Abstract
MYH9-related disease is a rare genetic disorder characterized by macrothrombocytopenia, with frequent proteinuric nephropathy, hearing loss, and cataract. Although proteinuric nephropathy usually progresses to renal failure, there is no established treatment for the nephropathy. We herein describe the case of a 19-year-old man carrying an E1841K MYH9 mutation, who developed persistent proteinuria. The patient was diagnosed with early-stage MYH9-related nephropathy based on the histological examination of a kidney biopsy specimen. The patient was treated with enalapril, which significantly reduced the proteinuria with no decline in his renal function. The early administration of renin-angiotensin system blockade therapy may have beneficial effects on MYH9-related nephropathy in patients with E1841K mutations.
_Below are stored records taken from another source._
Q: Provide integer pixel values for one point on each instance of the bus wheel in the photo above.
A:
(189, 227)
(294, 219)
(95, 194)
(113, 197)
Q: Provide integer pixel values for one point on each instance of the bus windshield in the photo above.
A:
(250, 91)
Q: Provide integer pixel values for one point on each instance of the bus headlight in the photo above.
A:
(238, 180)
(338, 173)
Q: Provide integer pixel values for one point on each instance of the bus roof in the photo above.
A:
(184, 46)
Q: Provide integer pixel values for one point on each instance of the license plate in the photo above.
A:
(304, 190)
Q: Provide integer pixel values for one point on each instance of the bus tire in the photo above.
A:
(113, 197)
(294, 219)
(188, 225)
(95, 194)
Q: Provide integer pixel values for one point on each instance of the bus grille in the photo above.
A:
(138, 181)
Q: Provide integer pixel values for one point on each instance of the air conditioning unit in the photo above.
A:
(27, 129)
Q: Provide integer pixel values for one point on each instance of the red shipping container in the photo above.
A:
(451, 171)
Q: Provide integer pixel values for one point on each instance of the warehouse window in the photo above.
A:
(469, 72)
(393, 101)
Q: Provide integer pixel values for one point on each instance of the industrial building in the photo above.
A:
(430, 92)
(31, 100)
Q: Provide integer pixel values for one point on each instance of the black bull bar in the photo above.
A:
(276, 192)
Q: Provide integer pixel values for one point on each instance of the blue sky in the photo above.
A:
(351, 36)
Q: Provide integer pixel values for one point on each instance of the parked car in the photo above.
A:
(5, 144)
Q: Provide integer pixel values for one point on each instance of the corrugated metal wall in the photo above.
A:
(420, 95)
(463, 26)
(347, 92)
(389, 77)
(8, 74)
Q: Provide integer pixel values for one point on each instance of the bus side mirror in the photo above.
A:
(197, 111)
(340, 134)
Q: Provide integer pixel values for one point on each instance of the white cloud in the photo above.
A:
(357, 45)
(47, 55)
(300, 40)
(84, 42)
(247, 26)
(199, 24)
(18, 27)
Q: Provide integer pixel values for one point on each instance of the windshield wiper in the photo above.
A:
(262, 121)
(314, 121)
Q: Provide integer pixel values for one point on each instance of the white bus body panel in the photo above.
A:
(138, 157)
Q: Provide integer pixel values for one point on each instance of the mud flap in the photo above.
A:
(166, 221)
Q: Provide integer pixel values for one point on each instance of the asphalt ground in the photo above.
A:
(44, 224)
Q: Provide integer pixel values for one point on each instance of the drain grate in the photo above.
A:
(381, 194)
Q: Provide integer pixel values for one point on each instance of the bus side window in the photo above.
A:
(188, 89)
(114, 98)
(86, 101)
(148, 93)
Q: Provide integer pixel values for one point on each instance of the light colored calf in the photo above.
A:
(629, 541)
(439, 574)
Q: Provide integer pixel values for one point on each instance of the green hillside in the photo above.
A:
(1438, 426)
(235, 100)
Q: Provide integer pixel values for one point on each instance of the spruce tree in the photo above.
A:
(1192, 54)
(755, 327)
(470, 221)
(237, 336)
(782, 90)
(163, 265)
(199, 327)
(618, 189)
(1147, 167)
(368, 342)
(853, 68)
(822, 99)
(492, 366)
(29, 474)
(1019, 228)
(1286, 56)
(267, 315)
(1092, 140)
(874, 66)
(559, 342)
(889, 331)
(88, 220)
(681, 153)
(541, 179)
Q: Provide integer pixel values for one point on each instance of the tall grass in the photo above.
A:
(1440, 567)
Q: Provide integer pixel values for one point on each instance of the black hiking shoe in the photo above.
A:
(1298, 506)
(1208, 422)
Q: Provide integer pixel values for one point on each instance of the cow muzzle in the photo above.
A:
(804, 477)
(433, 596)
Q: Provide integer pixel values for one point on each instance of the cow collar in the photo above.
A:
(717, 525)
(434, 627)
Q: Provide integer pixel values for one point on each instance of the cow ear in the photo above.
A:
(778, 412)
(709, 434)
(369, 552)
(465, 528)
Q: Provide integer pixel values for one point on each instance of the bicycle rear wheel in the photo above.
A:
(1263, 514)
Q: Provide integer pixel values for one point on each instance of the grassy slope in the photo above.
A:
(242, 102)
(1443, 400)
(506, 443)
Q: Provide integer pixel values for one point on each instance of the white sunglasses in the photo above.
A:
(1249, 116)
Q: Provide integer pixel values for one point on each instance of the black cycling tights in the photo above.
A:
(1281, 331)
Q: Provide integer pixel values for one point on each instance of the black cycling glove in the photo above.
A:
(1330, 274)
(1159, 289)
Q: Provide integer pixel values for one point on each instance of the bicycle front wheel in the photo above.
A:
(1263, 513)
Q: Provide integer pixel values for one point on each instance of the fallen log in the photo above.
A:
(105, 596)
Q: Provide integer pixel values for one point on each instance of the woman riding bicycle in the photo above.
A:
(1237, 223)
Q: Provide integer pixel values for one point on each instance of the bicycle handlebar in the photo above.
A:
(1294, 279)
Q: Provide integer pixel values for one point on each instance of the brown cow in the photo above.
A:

We also briefly summarize previously published cases of MYH9-related nephropathy treated with renin-angiotensin system (RAS) blockade therapy.
Keywords: MYH9-related disease, nephropathy, proteinuria, end-stage kidney disease, focal segmental glomerulosclerosis (FSGS), treatment
Introduction
MYH9-related disease is a rare autosomal dominant disorder caused by mutations of the MYH9 gene, which encodes non-muscle myosin heavy chain IIA (NMMHC-IIA) (1). MYH9-related disease includes 4 syndromes: May-Hegglin anomaly, Sebastian syndrome, Fechtner syndrome, and Epstein syndrome. The prevalence of MYH9-related disease in Japan is estimated to be approximately 1 in 100,000 (2). At birth, patients with MYH9-related disease have only a variable degree of macrothrombocytopenia and neutrophilic inclusions; however, later in life, some patients may develop non-hematological manifestations, including proteinuric nephropathy, sensorineural hearing loss, and cataract.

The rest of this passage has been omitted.